The story of the Brontë sisters is almost as remarkable as the books themselves. Three women growing up in relative isolation in a Yorkshire parsonage somehow produced some of the most enduring novels in the English language. Emily wrote just one novel before dying at the age of 30, yet Wuthering Heights alone secured her place among literature's immortals.
But this article isn't really about the novel. It's about the Kate Bush song it inspired - the haunting (and, to be fair, slightly weird) 1978 hit that introduced generations of people to Cathy and Heathcliff without them ever opening the book.
July 30 marks the birthdays of both Emily Brontë and Kate Bush. Around the world, people celebrate this curious coincidence by gathering in parks dressed in flowing red dresses, faithfully recreating Bush's wonderfully theatrical dance from the music video in what can only be described as a gloriously eccentric flash mob.
Viewed from the outside, it is undeniably ridiculous. And that is precisely why I find myself increasingly drawn to it.
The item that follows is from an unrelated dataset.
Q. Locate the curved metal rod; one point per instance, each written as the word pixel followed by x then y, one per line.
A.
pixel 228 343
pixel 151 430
As middle age tightens its grip, I've become more aware of how easy it is to retreat into safe identities and predictable routines. One gradually accumulates responsibilities and expectations. There are businesses to run, governance papers to read, lawns to mow and lower backs to protect. Somewhere along the way, many of us quietly stop doing things simply because they're joyful, absurd or faintly embarrassing.
Which is a shame.
Because if Wuthering Heights reminds us of anything - both the novel and the curious cultural tradition that has grown around it - it's that creativity and passion are rarely tidy. They exist outside comfort zones. They're emotional, irrational and occasionally just a little unhinged. The world would be a poorer place without people prepared to embrace a bit of silliness.
This year, for reasons I'm still not entirely able to explain, I've decided to attend one of these gatherings. Yes, this may involve a red dress. Yes, it means dancing in public. There is something faintly alarming about typing that sentence as a reasonably conservative middle-aged bloke from Christchurch.
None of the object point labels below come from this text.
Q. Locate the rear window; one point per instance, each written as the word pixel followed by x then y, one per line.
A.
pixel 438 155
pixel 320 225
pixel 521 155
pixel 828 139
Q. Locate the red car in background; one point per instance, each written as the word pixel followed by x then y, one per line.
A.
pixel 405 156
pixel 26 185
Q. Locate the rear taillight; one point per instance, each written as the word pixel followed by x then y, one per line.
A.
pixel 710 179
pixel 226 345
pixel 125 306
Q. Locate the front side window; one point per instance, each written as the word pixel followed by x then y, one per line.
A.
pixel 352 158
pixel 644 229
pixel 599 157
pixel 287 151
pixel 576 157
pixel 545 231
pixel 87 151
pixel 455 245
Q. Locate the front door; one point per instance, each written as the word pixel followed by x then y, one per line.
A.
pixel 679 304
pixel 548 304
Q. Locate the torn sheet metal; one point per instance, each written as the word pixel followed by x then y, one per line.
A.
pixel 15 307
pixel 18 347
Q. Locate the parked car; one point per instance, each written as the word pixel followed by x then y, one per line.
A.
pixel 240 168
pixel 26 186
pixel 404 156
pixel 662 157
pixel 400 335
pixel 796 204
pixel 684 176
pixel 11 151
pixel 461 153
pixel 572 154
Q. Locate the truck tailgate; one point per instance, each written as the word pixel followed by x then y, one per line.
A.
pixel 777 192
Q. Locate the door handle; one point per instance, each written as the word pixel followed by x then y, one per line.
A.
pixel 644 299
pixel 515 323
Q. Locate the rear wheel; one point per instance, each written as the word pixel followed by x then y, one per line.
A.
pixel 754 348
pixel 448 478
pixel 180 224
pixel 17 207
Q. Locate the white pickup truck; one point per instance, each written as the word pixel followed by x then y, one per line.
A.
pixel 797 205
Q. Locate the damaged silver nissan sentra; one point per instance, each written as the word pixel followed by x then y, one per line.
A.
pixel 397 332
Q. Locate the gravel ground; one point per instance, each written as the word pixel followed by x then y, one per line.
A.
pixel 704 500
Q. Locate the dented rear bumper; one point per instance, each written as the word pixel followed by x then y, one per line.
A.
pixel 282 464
But perhaps that's the point.
There is a peculiar freedom in choosing to look slightly ridiculous. The world currently feels relentlessly serious. We consume a constant stream of outrage, anxiety and division. Against all of that, a few hundred people gathering to dance badly in honour of a 19th-century novelist and a gloriously eccentric musician feels oddly restorative.
So if you're a fan of the book, the song, Kate Bush, Emily Brontë - or simply the idea of abandoning your dignity for an afternoon - seek out your local Wuthering Heights flash mob and join in.
Worst case, you'll look faintly ridiculous.
Best case, you'll remember that growing older doesn't require growing dull.